Unit 7

Pataasin ang iyong marka sa homework at exams ngayon gamit ang Quizwiz!

KPT, Inc., is preparing to report its net income for the past year. An increase in which of the following causes a decrease in the reported net income? 1. Tax rate 2. Cash dividend 3. Interest charged on bank loans A) II only B) I and III C) I and II D) I only

B) I and III Higher taxes mean less net income. Interest charged on loans is an expense item; increasing it lowers operating income. Dividends are paid out of retained earnings and have no effect on the net income the company reports.

Looking at the balance sheet, a corporation builds its capital structure with all of the following except A) long-term debt. B) capital stock. C) cash. D) retained earnings.

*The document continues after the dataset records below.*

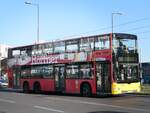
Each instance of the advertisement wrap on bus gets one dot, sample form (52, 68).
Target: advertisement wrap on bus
(99, 64)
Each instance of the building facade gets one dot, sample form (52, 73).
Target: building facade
(146, 73)
(3, 55)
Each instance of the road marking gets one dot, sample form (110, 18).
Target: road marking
(99, 104)
(49, 109)
(8, 101)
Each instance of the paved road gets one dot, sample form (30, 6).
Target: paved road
(13, 102)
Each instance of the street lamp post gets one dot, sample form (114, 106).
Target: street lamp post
(112, 20)
(37, 5)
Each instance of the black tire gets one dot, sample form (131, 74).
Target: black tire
(37, 88)
(86, 90)
(26, 87)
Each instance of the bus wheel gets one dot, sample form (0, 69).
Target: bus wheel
(25, 87)
(37, 87)
(86, 90)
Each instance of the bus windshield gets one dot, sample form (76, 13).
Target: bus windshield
(122, 44)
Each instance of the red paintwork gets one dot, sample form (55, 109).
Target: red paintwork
(46, 84)
(71, 85)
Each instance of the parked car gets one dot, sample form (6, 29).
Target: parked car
(3, 83)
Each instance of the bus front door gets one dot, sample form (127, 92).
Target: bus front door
(59, 78)
(102, 77)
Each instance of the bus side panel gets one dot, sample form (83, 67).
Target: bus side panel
(10, 78)
(91, 83)
(46, 84)
(30, 81)
(73, 86)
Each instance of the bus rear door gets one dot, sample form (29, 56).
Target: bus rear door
(103, 75)
(59, 73)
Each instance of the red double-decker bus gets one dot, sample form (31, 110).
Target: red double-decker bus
(99, 64)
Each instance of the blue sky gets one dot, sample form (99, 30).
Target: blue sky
(64, 18)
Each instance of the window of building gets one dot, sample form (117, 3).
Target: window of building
(86, 44)
(48, 48)
(72, 46)
(72, 71)
(59, 47)
(15, 53)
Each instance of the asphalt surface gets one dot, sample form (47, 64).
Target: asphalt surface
(17, 102)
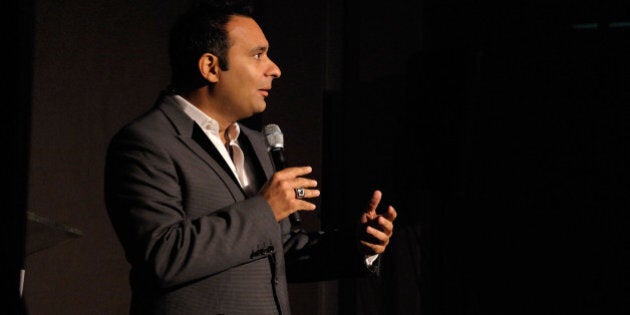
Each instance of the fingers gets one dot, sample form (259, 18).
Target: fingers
(288, 191)
(374, 201)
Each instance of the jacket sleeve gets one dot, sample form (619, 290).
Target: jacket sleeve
(147, 194)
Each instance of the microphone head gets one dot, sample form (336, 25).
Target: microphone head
(274, 136)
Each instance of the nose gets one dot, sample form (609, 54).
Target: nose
(274, 70)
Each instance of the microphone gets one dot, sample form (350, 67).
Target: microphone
(275, 145)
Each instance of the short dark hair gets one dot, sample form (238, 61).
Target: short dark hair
(200, 30)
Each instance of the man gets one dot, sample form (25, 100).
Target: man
(204, 234)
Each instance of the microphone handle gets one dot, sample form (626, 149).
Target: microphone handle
(280, 162)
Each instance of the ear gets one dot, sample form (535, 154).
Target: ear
(209, 67)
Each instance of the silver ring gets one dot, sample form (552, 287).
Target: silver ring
(299, 193)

C) cash. A corporation's capital structure consists of its long-term debt plus shareholders' equity. Included in shareholders' equity are the equity capital (stock) and the retained earnings.

An IAR is doing some research on a company. When viewing the corporation's financial statements, prepaid expenses would most likely be found as A) a fixed asset on the balance sheet. B) an expense on the income statement. C) a current liability on the balance sheet. D) a current asset on the balance sheet.

D) a current asset on the balance sheet. Prepaid expenses, such as rent, insurance, and postage, are considered current assets and are shown as such, sometimes under the listing "other assets." The amounts paid for those expenses will not appear on the income statement until the specific item is actually used. For example, if a company pays its property insurance premiums six months in advance, it isn't until the next premium is paid that the prepaid expense comes off the balance sheet and is reflected as an actual expense.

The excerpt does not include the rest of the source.